7 assumptions that will collapse shortly after your crowdfunding campaign goes live
I have talked with thousands of crowdfunders so far (I founded a platform and we provide customer service via phone as well), and sometime I feel a bit like a crowdfunding shrink. It is totally understandable. People are raising money for something they really care about, and crowdfunding is a lot of ups and downs. But what’s really hard for them is the collapse of some basic assumptions they had before the campaign went live. Here are the most common:
- “My friends and family will back my campaign when I’ll ask them”. In most cases, you need to nag even your closest friends and family to back your campaign when you most need it, immediately after it’s live (you need validation and they know you so it’s less risk for them). People live their lives, they have a job, family and are generally busy. The solution is to prepare them a while before the campaign goes live and stress how important it is that they’ll back you as fast as possible. Make a list of the relevant people and start contacting them before the campaign is live. Ask if you can count on their early support.
- “I’ll meet my goal amount easily, my page has lots of likes”. Likes ≠money. It’s easier to like something than to actually support it financially. Of course, if you have a page with many likes that’s a good start because a like is an indication that a person feel more connected to the cause than others. However, it’s only an indication. Remember that.
- “My goal amount is not high”. Crowdfunders tend to set a high goal amount, especially if they are not familiar with the process of crowdfunding. You should set the goal amount that will enable you to fulfill the campaign’s purpose, but be modest. Crowdfunders often regret they haven’t set a lower goal amount.
- “People will stop backing my campaign when I’ll meet my goal amount”. When we offer crowdfunders to set a lower goal amount, their biggest concern is that people will stop backing their campaign when it meets the goal amount. That’s wrong. If you give them a good reason to keep backing your campaign (you stretch the goal), they will. Think of it like that. You want to open a Hummus restaurant. You’ll rent a small place in the beginning and move to a bigger place if you are doing well (also, it’s more likely to see a line of people waiting to get in, and that’s exactly what you want).
- “How hard can it be?”. People are optimistic, me too. But when you are crowdfunding, you need to know that in most cases (99.9%) there are no miracles. Uploading the campaign to a crowdfunding platform and expecting the money will just flow because people browsed Kickstarter or Indiegogo and found your project is the biggest mistake you can make, the biggest!

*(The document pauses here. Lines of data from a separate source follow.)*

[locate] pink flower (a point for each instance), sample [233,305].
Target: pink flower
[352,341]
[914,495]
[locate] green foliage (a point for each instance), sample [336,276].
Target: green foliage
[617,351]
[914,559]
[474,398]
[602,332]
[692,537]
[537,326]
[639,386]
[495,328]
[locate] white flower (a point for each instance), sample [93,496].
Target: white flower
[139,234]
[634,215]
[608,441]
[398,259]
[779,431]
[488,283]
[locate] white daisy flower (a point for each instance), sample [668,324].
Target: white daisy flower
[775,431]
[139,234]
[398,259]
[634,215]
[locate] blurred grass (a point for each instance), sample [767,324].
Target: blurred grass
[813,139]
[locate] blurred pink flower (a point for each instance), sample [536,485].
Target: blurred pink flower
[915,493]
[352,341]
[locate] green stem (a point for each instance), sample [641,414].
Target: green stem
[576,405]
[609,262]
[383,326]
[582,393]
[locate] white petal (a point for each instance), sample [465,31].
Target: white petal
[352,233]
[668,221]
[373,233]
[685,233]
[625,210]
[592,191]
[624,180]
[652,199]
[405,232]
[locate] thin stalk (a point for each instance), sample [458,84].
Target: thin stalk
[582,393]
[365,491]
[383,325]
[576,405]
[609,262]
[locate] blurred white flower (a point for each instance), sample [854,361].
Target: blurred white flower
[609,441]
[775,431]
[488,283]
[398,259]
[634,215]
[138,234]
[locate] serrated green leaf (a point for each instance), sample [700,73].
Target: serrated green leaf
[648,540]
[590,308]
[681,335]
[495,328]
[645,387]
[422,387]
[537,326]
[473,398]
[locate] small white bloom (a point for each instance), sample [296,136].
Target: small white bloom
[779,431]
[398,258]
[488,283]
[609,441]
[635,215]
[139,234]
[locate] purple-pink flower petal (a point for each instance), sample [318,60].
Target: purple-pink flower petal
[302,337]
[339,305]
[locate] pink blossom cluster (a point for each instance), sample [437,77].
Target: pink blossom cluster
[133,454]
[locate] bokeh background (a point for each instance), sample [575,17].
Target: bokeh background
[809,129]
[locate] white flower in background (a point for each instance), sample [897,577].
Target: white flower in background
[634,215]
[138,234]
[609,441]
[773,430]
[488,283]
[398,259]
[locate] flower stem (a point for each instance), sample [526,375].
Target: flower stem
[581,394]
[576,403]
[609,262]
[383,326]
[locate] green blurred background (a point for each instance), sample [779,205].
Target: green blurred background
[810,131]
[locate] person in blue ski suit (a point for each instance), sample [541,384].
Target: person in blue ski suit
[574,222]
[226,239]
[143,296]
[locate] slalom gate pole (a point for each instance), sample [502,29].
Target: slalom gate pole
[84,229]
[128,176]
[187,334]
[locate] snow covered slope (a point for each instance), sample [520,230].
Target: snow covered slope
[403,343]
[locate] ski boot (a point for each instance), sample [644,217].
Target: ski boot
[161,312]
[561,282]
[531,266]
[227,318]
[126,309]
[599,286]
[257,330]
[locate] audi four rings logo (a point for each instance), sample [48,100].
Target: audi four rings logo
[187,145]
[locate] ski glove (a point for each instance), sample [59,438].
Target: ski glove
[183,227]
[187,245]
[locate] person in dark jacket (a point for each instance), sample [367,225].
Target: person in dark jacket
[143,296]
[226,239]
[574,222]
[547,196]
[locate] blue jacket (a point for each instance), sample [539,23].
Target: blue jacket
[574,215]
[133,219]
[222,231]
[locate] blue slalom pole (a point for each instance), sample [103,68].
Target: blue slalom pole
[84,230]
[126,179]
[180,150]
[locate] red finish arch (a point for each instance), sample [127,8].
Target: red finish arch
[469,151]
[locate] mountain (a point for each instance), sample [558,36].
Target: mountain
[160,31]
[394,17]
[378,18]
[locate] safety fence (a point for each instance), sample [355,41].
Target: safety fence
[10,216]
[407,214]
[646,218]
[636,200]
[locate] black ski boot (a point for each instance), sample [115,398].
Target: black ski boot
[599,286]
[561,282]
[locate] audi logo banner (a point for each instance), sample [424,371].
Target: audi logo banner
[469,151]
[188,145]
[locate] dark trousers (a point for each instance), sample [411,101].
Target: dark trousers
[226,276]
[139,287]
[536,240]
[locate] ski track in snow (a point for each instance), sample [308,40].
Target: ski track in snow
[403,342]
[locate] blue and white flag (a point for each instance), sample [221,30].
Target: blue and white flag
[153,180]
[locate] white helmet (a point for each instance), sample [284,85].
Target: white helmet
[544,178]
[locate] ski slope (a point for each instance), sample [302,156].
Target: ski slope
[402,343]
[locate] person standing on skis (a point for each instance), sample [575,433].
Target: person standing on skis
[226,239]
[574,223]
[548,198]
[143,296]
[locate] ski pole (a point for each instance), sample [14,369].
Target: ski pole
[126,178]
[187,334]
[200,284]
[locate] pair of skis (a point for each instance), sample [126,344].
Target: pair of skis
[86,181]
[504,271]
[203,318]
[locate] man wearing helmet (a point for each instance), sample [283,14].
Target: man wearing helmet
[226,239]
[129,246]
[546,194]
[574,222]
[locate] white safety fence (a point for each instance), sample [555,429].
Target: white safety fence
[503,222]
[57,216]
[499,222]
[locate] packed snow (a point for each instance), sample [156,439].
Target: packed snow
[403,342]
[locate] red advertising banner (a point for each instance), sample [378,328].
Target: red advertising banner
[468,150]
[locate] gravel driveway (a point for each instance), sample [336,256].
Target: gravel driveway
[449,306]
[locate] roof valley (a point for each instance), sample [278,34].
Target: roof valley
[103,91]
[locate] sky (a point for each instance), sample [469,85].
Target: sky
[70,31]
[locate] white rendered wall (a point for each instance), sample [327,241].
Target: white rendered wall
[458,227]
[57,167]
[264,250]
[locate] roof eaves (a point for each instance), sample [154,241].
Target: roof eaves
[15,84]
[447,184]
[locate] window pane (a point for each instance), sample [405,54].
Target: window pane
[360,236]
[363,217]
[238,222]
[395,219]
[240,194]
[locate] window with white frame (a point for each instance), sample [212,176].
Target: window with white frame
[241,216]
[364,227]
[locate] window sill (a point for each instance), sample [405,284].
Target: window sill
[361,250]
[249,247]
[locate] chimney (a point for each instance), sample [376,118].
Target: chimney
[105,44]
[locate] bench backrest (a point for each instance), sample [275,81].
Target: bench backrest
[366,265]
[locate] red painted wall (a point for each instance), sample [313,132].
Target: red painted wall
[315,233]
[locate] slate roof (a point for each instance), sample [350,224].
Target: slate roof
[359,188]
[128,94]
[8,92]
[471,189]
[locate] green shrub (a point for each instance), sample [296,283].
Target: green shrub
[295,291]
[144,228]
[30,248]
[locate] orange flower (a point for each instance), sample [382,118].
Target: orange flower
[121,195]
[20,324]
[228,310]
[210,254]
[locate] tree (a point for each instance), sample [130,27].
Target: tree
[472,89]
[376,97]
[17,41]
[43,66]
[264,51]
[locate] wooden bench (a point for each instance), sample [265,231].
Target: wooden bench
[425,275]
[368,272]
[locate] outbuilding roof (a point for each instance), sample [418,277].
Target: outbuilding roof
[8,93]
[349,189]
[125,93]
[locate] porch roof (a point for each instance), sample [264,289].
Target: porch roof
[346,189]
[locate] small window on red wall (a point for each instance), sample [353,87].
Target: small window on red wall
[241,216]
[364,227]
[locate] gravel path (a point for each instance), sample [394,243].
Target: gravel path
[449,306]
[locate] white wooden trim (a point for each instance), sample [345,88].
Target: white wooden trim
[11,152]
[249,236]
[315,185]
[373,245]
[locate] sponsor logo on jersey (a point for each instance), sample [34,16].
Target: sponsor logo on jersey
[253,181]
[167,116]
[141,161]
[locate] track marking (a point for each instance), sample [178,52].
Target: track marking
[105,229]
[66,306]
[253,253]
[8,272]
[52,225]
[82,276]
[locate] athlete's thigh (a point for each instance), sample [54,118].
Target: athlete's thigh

- “The more time I have, the more money I’ll raise”. You set a deadline for your campaign. The ideal time is 30 days. You need to distribute the campaign on a daily basis, it’s time consuming and mentally challenging. Most people can’t do it for two or three months. Also, when potential backers visit your campaign and see there are 50 or 60 days left, they are less likely to support your campaign now, many of us tend to procrastinate.
- “People will share my campaign, I’m not worried about marketing”. You and your team are alone when it comes to sharing your campaign. Sure, some people will share your project, but don’t count on them as marketers. You can give them incentive to do so with a referral contest thought, I talk about it in my course.